Pernyataan tersebut disampaikan oleh Fadli Zon saat menghadiri rangkaian kegiatan lomba menggambar sketsa Soeharto dan seminar nasional dalam rangka memperingati hari lahir ke-105 Soeharto di Auditorium Universitas Trilogi, Jakarta Selatan, pada Rabu (24/6/2026).
Menbud menjelaskan beberapa nilai positif dari sosok Pak Harto yang dinilai patut ditiru, di antaranya adalah kepribadiannya yang humble atau rendah hati, sikap bertanggung jawab, serta keberaniannya dalam mengambil keputusan maupun kebijakan sekaligus menanggung risikonya.
Fadli Zon menambahkan bahwa rekam jejak yang kuat dari sosok Soeharto tidak lepas dari falsafah hidupnya yang berakar dari kebudayaan, sehingga mampu memberikan pengaruh yang mendalam bagi sejarah bangsa.
“Sangat relevan ya (untuk dicontoh Gen Z), bagaimana Pak Harto itu orangnya humble, artinya beliau bertanggung jawab, berani mengambil satu keputusan, mengambil kebijakan, dan berani mengambil atau menanggung resikonya,” tutur Fadli Zon.

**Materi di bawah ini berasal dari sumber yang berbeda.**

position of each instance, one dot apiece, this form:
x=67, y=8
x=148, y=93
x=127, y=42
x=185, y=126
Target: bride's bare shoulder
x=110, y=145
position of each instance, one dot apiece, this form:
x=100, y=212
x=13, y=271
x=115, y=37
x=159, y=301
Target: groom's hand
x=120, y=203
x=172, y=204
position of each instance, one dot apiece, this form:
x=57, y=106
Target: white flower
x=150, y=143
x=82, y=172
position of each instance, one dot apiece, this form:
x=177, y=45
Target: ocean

Kendati demikian, Fadli Zon menggarisbawahi perlunya peningkatan aspek literasi melalui penyediaan buku-buku agar generasi muda saat ini dapat lebih memahami serta mendalami karakter dasar dari sosok Soeharto.
Ia mendorong agar penyebaran informasi sejarah tersebut dapat dioptimalkan melalui langkah digitalisasi, diseminasi, hingga proses distribusi buku yang lebih merata di masa mendatang.

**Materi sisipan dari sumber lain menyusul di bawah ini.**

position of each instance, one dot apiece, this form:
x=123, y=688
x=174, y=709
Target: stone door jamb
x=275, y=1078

Lebih lanjut, Fadli Zon mengingatkan bahwa Soeharto sendiri telah resmi tercatat dan ditetapkan sebagai pahlawan nasional sejak tanggal 10 November 2025 lalu.
Semat pahlawan nasional tersebut diberikan dengan mempertimbangkan deretan jasa besar Soeharto bagi Indonesia, mulai dari masa perang mempertahankan kemerdekaan, pembebasan Irian Barat, fase krusial peralihan kekuasaan, hingga memimpin masa Orde Baru sejak tahun 1967 sampai 1998.
Selain itu, kiprah Soeharto di kancah internasional juga dinilai sangat besar, seperti kontribusinya di organisasi ASEAN, APEC, hingga menjadi mediator andal dalam berbagai konflik negara tetangga, termasuk keterlibatannya di Jakarta Informal Meeting.
Dari sektor perekonomian domestic, Soeharto dinilai menorehkan prestasi gemilang di bidang pertanian melalui kesuksesan program Revolusi Hijau dan Koperasi Unit Desa (KUD) yang berhasil membawa Indonesia mencapai swasembada pangan pada tahun 1984 silam.